Nas primeiras reuniões, ele apenas a escutava. Depois, Freddy produziu um relatório que traçava o perfil do assassino de Beatriz. Enquanto a polícia seguia diversas teorias, como vingança contra o colégio ou satanismo, Freddy focou nas imagens, no caminhar e nos gestos do assassino, concluindo que se tratava de um criminoso sexual com vítimas infantis.
Lucinha começou a ter aulas semanais com Freddy, que, com base nas imagens das câmeras, produziu um retrato falado digital. Além disso, ela decidiu cursar direito para entender a linguagem técnica e o juridiquês, que achava difícil e rebuscado.
Ela distribuiu mais de 10 mil panfletos com o retrato falado por todo o país: Pernambuco, Bahia, Ceará, Piauí, São Paulo, Rio de Janeiro. Recebendo muitas denúncias, ela frequentemente investigava crimes de pedofilia em Petrolina. “Eu me caracterizava, colocava uma peruca loira, virei revendedora de cosméticos para não ser reconhecida.”
Seu objetivo era identificar suspeitos e levá-los à delegacia para exames de DNA, confrontando-os com o material do assassino encontrado na arma do crime. A meta era colocar esse DNA no Banco Nacional de Perfis Genéticos.
Lucinha começou sua investigação por um bairro e expandiu para outras cidades e estados. Eles tinham uma rotina semanal de como falar e agir, tudo muito bem organizado por Freddy. Ela pediu ao governador para colocar o DNA do assassino de Beatriz no banco de dados, pois, sendo um criminoso sexual, a chance de identificá-lo seria alta.

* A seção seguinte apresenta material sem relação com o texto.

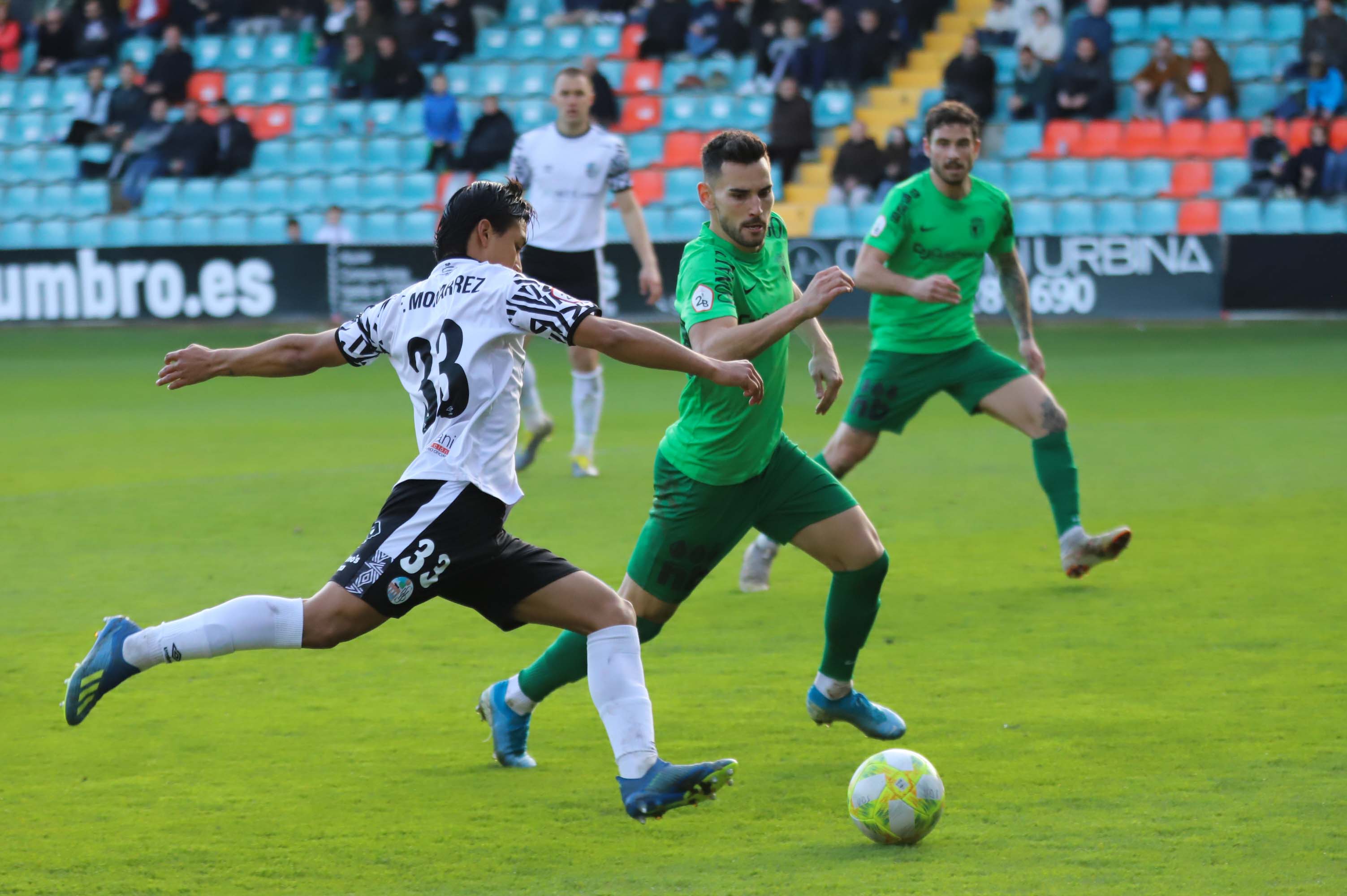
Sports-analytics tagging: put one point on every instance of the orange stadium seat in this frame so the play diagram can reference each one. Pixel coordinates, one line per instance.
(1190, 180)
(1199, 217)
(1143, 139)
(648, 185)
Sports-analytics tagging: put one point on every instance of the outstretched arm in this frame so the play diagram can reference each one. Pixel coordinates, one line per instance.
(638, 345)
(294, 355)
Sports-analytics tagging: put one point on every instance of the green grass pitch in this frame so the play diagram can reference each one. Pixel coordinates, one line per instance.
(1172, 724)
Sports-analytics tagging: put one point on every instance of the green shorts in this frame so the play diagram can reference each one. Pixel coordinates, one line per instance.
(895, 386)
(693, 526)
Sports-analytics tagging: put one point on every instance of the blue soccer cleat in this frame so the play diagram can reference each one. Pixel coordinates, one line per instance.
(509, 729)
(666, 786)
(873, 720)
(100, 672)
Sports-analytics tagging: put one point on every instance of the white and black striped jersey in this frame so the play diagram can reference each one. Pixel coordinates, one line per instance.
(457, 343)
(569, 180)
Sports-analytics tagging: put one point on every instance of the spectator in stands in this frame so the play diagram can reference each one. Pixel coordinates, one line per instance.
(172, 69)
(56, 42)
(456, 30)
(333, 229)
(896, 159)
(235, 141)
(1045, 37)
(397, 77)
(857, 170)
(971, 78)
(1267, 161)
(139, 159)
(666, 29)
(440, 114)
(1156, 82)
(1000, 26)
(1096, 26)
(791, 127)
(356, 73)
(1084, 85)
(716, 26)
(11, 41)
(491, 139)
(1326, 34)
(605, 100)
(414, 31)
(1032, 88)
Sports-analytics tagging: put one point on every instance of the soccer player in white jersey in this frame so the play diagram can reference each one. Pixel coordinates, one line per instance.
(569, 168)
(457, 343)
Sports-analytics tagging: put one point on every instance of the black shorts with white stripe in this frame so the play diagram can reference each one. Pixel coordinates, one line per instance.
(446, 539)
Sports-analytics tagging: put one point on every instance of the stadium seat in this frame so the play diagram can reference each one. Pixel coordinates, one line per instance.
(1067, 178)
(1284, 216)
(1159, 217)
(1199, 217)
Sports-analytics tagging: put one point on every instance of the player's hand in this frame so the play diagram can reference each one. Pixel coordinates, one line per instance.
(188, 367)
(828, 379)
(741, 375)
(938, 290)
(652, 285)
(826, 286)
(1034, 358)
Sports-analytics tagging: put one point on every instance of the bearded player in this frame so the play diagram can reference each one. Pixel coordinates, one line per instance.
(922, 263)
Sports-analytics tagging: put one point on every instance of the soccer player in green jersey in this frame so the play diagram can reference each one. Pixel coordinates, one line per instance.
(725, 468)
(923, 262)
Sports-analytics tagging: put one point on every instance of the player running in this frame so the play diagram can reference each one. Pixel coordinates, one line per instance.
(725, 468)
(923, 262)
(457, 343)
(569, 168)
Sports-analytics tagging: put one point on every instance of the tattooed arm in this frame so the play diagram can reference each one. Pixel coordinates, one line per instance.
(1015, 289)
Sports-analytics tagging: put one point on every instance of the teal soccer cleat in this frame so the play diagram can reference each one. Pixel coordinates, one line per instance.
(509, 729)
(666, 786)
(873, 720)
(100, 672)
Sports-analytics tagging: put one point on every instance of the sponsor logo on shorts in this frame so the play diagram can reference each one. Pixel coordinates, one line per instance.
(399, 589)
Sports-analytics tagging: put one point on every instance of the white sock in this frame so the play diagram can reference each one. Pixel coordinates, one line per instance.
(832, 688)
(588, 405)
(530, 401)
(518, 700)
(617, 686)
(251, 623)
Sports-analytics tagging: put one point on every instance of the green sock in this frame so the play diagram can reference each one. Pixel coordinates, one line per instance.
(566, 662)
(1057, 471)
(853, 604)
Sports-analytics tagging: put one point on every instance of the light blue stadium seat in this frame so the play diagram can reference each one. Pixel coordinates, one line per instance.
(832, 221)
(1284, 216)
(1022, 138)
(1128, 25)
(160, 231)
(123, 229)
(1159, 217)
(1164, 21)
(1245, 22)
(1117, 217)
(1286, 22)
(1027, 180)
(1069, 178)
(1034, 219)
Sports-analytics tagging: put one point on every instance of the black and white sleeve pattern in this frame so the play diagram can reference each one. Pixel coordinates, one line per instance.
(360, 340)
(540, 310)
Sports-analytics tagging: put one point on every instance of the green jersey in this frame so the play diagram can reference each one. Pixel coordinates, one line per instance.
(926, 232)
(720, 438)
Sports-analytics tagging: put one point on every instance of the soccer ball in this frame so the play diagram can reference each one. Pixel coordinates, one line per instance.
(896, 797)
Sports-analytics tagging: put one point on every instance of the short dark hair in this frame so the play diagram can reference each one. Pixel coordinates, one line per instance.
(740, 147)
(953, 112)
(499, 204)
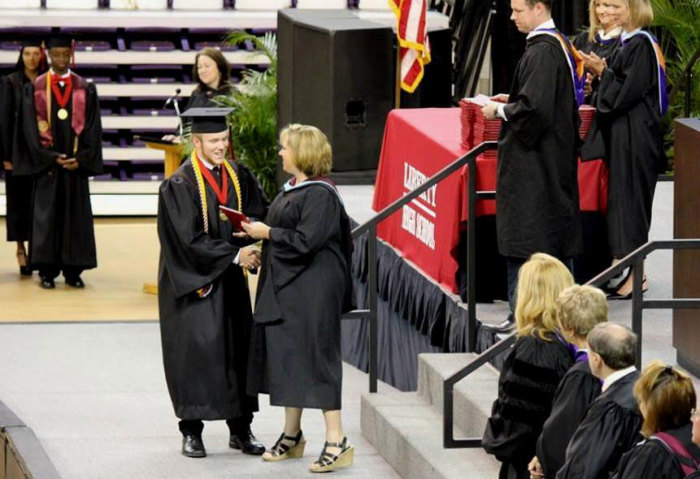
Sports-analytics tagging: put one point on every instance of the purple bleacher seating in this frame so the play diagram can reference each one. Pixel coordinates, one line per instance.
(152, 46)
(92, 46)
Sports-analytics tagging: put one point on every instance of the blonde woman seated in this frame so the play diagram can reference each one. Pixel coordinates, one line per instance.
(666, 399)
(305, 287)
(533, 368)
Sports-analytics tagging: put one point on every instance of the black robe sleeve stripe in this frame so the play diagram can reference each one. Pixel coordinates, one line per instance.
(192, 257)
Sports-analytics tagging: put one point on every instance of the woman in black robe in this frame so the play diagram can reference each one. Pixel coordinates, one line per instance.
(18, 189)
(533, 368)
(666, 398)
(579, 309)
(630, 103)
(602, 36)
(305, 289)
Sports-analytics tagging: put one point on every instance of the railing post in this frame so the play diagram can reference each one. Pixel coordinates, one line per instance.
(471, 258)
(637, 280)
(372, 285)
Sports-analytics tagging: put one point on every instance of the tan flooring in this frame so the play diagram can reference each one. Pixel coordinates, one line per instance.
(127, 257)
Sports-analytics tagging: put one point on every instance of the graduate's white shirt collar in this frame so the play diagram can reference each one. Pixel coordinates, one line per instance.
(65, 75)
(614, 33)
(549, 24)
(616, 376)
(625, 35)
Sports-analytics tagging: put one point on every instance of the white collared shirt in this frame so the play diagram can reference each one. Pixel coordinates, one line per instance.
(549, 24)
(616, 376)
(614, 33)
(625, 35)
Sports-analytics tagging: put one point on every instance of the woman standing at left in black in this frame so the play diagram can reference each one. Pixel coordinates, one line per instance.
(30, 64)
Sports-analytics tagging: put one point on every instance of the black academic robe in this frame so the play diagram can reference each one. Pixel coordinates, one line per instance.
(629, 119)
(18, 189)
(602, 48)
(62, 230)
(205, 340)
(651, 459)
(526, 387)
(537, 206)
(610, 428)
(302, 295)
(575, 393)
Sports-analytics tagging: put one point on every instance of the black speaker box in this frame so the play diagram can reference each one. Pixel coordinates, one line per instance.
(335, 72)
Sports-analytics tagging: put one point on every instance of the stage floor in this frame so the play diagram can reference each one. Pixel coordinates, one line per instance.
(127, 256)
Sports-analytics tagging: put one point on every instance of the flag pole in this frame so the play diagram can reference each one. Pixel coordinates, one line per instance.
(397, 83)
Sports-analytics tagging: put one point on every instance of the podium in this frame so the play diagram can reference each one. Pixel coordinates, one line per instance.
(686, 224)
(171, 162)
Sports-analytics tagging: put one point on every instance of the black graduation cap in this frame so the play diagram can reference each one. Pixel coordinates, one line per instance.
(31, 42)
(58, 40)
(208, 120)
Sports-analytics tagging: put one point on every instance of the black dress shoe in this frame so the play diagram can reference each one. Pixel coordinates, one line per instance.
(75, 282)
(247, 443)
(192, 446)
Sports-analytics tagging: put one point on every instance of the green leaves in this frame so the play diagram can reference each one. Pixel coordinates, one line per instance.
(254, 118)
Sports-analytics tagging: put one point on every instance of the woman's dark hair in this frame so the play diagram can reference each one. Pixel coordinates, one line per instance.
(222, 65)
(42, 68)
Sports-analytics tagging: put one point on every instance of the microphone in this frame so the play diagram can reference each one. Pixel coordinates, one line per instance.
(172, 98)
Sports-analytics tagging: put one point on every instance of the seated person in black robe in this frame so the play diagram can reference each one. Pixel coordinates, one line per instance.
(537, 182)
(306, 288)
(203, 297)
(58, 141)
(666, 398)
(18, 189)
(612, 423)
(533, 368)
(579, 309)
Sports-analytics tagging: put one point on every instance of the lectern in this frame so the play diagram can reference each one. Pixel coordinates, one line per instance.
(686, 225)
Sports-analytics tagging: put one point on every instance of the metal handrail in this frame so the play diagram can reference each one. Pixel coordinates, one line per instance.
(634, 260)
(370, 227)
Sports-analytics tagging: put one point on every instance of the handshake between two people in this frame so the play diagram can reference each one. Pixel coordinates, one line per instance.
(250, 255)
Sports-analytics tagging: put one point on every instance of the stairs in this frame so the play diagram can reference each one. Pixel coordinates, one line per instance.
(406, 427)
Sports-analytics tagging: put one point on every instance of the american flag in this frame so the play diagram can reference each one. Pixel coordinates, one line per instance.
(412, 34)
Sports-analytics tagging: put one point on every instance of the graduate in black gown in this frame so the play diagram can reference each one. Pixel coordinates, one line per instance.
(537, 181)
(307, 285)
(533, 368)
(630, 102)
(18, 189)
(613, 421)
(602, 36)
(579, 309)
(203, 296)
(666, 398)
(59, 142)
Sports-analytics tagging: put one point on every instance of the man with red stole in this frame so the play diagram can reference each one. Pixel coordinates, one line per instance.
(59, 138)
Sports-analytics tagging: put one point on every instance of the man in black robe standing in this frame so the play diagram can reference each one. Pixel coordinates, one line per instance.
(58, 140)
(537, 207)
(203, 297)
(613, 421)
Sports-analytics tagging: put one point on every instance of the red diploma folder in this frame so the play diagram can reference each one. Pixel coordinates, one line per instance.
(235, 217)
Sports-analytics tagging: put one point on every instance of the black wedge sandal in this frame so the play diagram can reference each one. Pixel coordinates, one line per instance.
(281, 451)
(328, 462)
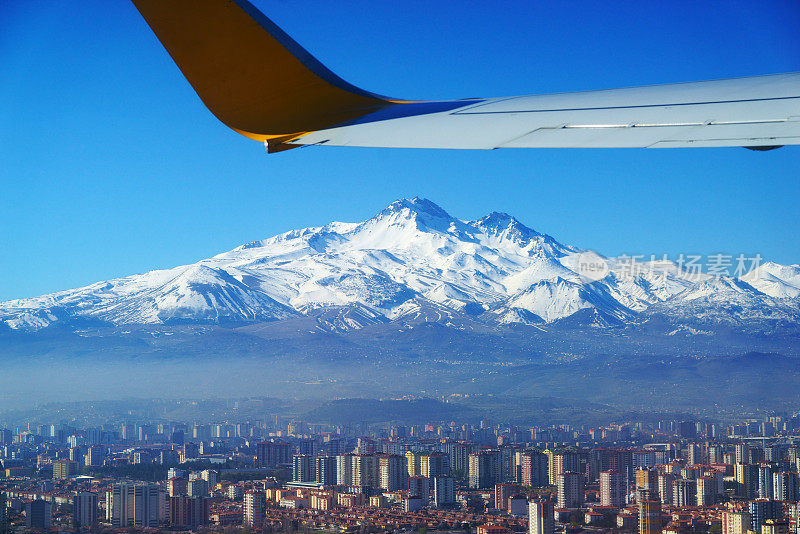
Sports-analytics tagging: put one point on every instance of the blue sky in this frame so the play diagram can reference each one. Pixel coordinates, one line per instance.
(110, 165)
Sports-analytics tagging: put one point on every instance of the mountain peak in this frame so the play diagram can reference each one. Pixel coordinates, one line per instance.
(417, 206)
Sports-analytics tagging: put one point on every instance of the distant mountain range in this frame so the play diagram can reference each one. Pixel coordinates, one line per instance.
(414, 263)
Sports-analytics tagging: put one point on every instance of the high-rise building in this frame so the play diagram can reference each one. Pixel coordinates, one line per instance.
(763, 509)
(391, 472)
(647, 479)
(197, 487)
(502, 492)
(325, 471)
(771, 526)
(84, 510)
(570, 489)
(612, 489)
(188, 512)
(444, 491)
(684, 492)
(786, 487)
(433, 465)
(365, 470)
(344, 470)
(419, 487)
(63, 469)
(254, 504)
(484, 469)
(735, 522)
(746, 476)
(459, 458)
(694, 454)
(177, 486)
(562, 461)
(38, 515)
(302, 468)
(414, 463)
(649, 517)
(273, 453)
(133, 505)
(534, 468)
(741, 450)
(706, 491)
(94, 456)
(541, 517)
(765, 481)
(665, 491)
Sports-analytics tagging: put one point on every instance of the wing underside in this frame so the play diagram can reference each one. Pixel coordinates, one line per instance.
(262, 84)
(758, 111)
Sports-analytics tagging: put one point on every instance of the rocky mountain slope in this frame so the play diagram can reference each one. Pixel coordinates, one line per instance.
(412, 263)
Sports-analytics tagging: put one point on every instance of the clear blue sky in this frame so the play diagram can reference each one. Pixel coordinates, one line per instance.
(110, 165)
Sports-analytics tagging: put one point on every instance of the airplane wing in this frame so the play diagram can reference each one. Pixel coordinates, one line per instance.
(258, 81)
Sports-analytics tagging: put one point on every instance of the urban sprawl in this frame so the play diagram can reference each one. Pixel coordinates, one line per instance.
(278, 474)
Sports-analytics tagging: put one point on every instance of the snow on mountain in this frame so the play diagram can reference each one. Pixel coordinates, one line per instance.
(728, 301)
(775, 280)
(412, 262)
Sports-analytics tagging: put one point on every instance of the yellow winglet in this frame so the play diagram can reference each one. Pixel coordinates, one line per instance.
(250, 74)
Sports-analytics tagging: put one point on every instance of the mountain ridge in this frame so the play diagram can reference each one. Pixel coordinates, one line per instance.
(413, 261)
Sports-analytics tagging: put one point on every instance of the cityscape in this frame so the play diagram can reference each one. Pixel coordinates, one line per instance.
(447, 314)
(278, 473)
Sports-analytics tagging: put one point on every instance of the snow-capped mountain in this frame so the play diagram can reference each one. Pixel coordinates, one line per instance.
(414, 262)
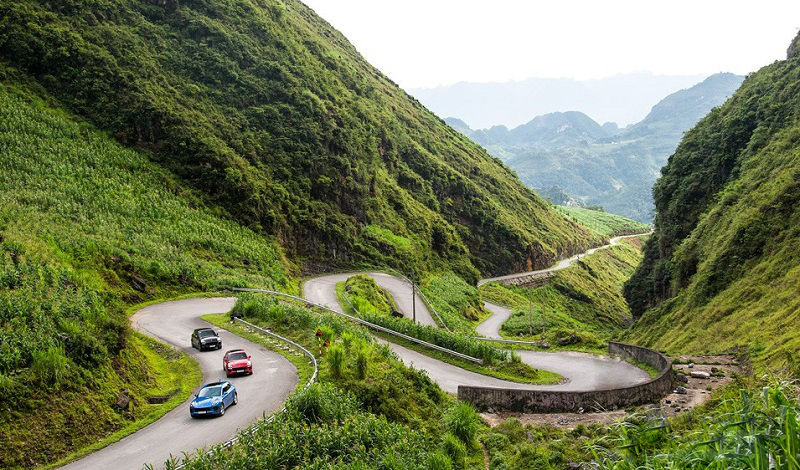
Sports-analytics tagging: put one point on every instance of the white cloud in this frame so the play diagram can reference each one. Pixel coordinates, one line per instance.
(426, 43)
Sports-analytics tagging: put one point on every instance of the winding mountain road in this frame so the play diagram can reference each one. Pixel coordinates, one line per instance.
(273, 379)
(582, 371)
(563, 264)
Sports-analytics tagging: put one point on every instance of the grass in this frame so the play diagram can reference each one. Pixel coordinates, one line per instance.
(603, 223)
(89, 228)
(223, 320)
(584, 300)
(504, 369)
(457, 302)
(389, 416)
(174, 374)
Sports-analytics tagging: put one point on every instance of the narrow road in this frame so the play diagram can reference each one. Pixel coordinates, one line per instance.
(563, 264)
(582, 371)
(273, 379)
(322, 290)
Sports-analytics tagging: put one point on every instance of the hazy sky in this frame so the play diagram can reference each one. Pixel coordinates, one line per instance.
(425, 43)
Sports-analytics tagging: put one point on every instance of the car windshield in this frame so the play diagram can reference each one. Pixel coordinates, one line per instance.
(210, 392)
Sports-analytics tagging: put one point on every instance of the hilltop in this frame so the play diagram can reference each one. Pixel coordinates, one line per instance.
(722, 262)
(274, 116)
(602, 164)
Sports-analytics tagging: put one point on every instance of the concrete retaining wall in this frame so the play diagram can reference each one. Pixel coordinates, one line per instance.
(546, 401)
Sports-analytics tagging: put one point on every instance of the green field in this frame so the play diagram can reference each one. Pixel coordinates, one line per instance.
(603, 223)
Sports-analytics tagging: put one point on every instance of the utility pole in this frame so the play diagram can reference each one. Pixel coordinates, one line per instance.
(413, 301)
(544, 308)
(530, 311)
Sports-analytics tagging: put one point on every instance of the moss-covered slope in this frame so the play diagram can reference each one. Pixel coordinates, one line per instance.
(722, 266)
(266, 108)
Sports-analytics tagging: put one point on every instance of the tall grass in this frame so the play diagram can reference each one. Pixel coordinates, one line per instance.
(754, 430)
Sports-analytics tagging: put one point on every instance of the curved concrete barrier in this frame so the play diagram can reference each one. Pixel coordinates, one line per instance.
(547, 401)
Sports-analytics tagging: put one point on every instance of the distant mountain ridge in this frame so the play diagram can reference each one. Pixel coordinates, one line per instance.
(274, 117)
(721, 269)
(602, 164)
(482, 105)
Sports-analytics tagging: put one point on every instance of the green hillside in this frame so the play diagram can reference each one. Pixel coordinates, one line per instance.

Durante anos, Lucinha peregrinou de porta em porta, batendo com revistas de amostras, conversando sobre os produtos e coletando informações sobre quem procurava. No Ceará, identificou suspeitos duas vezes, foi à delegacia, compartilhou com o delegado, que encaminhou viaturas e fez todos os procedimentos, mas Pernambuco não buscou o material genético.
Lucinha decidiu tomar uma atitude mais forte para chamar a atenção do país inteiro. “Resolvi caminhar 721 quilômetros, de Petrolina até Recife. Outras pessoas se mobilizaram e foram comigo nos 24 dias e 23 noites.”
Quando chegaram à capital, em dezembro de 2021, o governador se viu na obrigação de recebê-la. Lucinha pediu que colocasse o DNA presente na arma do crime no banco nacional, e ele disse que já tinha feito, mas ela sabia que não. Só quando ela ameaçou denunciá-lo à Corte Interamericana dos Direitos Humanos como cúmplice do assassinato, o DNA foi finalmente inserido no banco. Foi então que chegaram à identidade do assassino de Beatriz.
Ele já estava cumprindo pena por estupro contra uma criança de oito anos, ocorrido um ano após a morte de Beatriz. O DNA do homem apontado como assassino estava no banco nacional desde 2017. Isso prova que só confrontaram o material genético da arma do crime depois da caminhada até Recife.
Lucinha conseguiu finalizar uma etapa, o inquérito, alcançando justiça ao identificar a autoria e a motivação do crime. Porém, isso só terá fim no dia em que o assassino for julgado e condenado, no dia em que ela sair do júri com a sentença dele. Só assim Beatriz terá a justiça que merece.
Por meio de nota, a assessoria de Paulo Câmara, então governador de Pernambuco, afirmou que “a investigação do caso Beatriz foi uma das mais complexas já realizadas pela Polícia Civil de Pernambuco”. Segundo a nota, a evolução da tecnologia e a dedicação da equipe de genética forense da Secretaria de Defesa Social possibilitaram a identificação do DNA do autor. “Imediatamente o resultado foi colocado no banco de perfis genéticos do estado e se chegou ao criminoso, que já respondia por estupro de vulnerável.”
“Enquanto não se chegou à irrefutável prova genética, a força-tarefa e os delegados do caso produziram um inquérito de 24 volumes, com 124 análises de perfis genéticos, seis reconstituições, 442 depoimentos, sete tipos diferentes de perícias, 900 horas de imagens e 15 mil chamadas telefônicas analisadas”, diz a nota do ex-governador Paulo Câmara.